Pakar mengingatkan agar seluruh pihak untuk tidak membangun infrastruktur di atas sesar aktif pemicu gempa bumi dahsyat. Hal ini untuk mengurangi risiko korban jiwa akibat gempa yang sering mengguncang Tanah Air.

Guru Besar Fakultas Teknik Sipil dan Lingkungan ITB Masyhur Irsyam mengatakan Indonesia berada di pertemuan empat lempeng tektonik aktif, Lempeng Asia, Australia, Pasifik, dan Filipina.Kondisi ini membuat Indonesia menjadi salah satu negara dengan tingkat kerawanan gempa tertinggi di dunia.

ADVERTISEMENT

SCROLL TO CONTINUE WITH CONTENT

Mengingat sifat gempa yang tak bisa diprediksi, Masyhur mengatakan strategi utama untuk mengurangi risiko korban jiwa adalah dengan tidak mendirikan bangunan di atas sesar aktif.

"Pertama kita harus menghindari membangun di atas sesar aktif, kemudian jangan menantang tsunami, jangan menantang longsoran besar, dan menghindari likuefaksi yang berkaitan dengan daerah berpasir jenuh air," kata Masyhur dalam forum 'Gempa Merusak dan Upaya Mewujudkan Bangunan Tahan Gempa dengan Teknologi Seismic Base Isolation di Indonesia' di Jakarta, Rabu (10/12).

"Setelah bahaya-bahaya utama itu dihindari, barulah risiko bangunan bisa ditekan dan konstruksi dibuat tahan guncangan," lanjut dia.

Ia kemudian mencontohkan kerusakan bangunan akibat gempa besar, mulai dari Aceh, Yogyakarta, Padang, hingga Pidie.

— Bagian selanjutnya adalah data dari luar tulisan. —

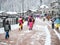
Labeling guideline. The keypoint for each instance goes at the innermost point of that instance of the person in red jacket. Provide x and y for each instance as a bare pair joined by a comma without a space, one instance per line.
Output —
20,23
30,22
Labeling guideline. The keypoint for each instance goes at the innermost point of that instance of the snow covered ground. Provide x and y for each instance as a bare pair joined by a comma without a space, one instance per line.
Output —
49,23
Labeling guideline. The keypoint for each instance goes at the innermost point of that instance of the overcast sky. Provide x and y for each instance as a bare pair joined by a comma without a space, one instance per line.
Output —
16,5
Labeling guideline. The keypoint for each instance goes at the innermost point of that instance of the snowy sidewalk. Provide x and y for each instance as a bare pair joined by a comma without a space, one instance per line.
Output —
38,36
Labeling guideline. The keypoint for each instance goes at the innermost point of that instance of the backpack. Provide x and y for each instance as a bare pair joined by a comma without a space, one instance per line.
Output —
6,27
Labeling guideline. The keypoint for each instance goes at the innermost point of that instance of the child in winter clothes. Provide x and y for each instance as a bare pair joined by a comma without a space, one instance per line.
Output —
7,28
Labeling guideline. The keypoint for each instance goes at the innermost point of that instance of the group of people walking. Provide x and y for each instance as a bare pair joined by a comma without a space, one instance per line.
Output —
7,26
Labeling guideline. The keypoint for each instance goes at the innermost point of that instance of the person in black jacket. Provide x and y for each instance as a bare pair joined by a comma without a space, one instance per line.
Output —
7,28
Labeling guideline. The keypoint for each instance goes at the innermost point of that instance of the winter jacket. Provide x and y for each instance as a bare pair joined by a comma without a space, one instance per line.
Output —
7,27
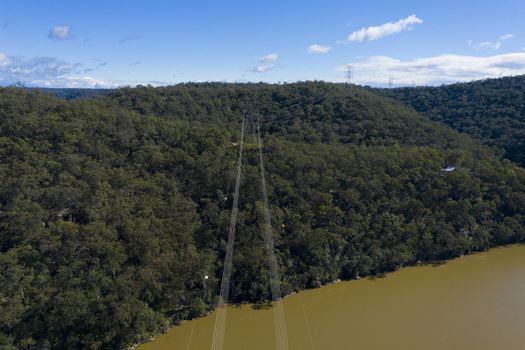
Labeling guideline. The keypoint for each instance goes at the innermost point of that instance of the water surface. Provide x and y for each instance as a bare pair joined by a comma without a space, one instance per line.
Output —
472,303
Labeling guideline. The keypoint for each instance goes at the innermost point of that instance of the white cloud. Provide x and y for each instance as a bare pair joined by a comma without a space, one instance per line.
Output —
53,72
315,48
272,57
437,69
60,32
506,37
263,68
4,60
486,45
490,45
377,32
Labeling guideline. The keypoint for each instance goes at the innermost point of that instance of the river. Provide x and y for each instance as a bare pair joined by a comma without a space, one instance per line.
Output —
471,303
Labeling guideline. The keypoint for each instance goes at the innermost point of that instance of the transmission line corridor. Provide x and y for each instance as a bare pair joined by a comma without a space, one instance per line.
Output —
220,320
281,336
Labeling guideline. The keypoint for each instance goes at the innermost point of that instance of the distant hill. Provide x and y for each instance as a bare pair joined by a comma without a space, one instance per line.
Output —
113,208
72,93
491,110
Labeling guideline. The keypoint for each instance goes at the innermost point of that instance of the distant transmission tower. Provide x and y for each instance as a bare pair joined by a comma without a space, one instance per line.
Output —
390,82
349,71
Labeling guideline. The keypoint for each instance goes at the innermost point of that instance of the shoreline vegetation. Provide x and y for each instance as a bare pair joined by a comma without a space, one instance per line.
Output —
266,305
113,208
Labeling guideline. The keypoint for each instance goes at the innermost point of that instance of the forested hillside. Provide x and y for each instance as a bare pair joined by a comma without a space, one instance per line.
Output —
112,209
491,110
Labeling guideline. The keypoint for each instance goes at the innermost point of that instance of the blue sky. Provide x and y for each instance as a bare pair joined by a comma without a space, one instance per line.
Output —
113,43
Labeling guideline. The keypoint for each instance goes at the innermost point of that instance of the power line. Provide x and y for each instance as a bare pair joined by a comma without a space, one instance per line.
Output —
220,320
278,312
349,73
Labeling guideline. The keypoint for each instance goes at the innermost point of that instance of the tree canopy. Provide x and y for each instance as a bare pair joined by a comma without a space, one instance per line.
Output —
113,208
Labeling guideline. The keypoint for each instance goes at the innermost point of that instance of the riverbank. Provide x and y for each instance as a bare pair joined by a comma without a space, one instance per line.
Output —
473,302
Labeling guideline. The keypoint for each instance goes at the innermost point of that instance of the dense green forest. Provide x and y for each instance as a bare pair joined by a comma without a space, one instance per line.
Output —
491,110
113,208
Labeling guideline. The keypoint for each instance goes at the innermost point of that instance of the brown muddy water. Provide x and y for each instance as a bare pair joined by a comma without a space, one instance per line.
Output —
472,303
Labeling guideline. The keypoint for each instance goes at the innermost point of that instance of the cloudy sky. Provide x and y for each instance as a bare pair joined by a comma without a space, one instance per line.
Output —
114,42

Kerusakan terjadi akibat percepatan tanah yang diteruskan ke struktur bangunan.

"Sesuai hukum Newton, percepatan menghasilkan gaya besar pada bangunan. Massanya besar, percepatannya besar, guncangannya tentu besar," kata dia.

Ia juga menyoroti banyaknya praktik konstruksi buruk, seperti temuan kolom beton yang diisi paralon alih-alih tulangan baja.

Guru Besar Fakultas Teknik Sipil dan Lingkungan ITB lainnya, Iswandi Imran, menambahkan bahwa dalam desain bangunan tahan gempa, beban lateral dari gempa jauh lebih besar dibandingkan beban angin atau beban lateral lain. Jika seluruh struktur didesain tetap elastis saat diguncang, ukuran elemen bangunan akan menjadi sangat masif dan tidak ekonomis.

Oleh sebab itu, Indonesia mengadopsi pendekatan yang diatur dalam SNI 1726:2019 tentang 'Tata Cara Perencanaan Ketahanan Gempa untuk Struktur Bangunan Gedung dan Non-Gedung', dengan mereduksi beban lateral gempa. Metode konvensional yang umum digunakan mengizinkan struktur berperilaku inelastik ketika diguncang gempa kuat.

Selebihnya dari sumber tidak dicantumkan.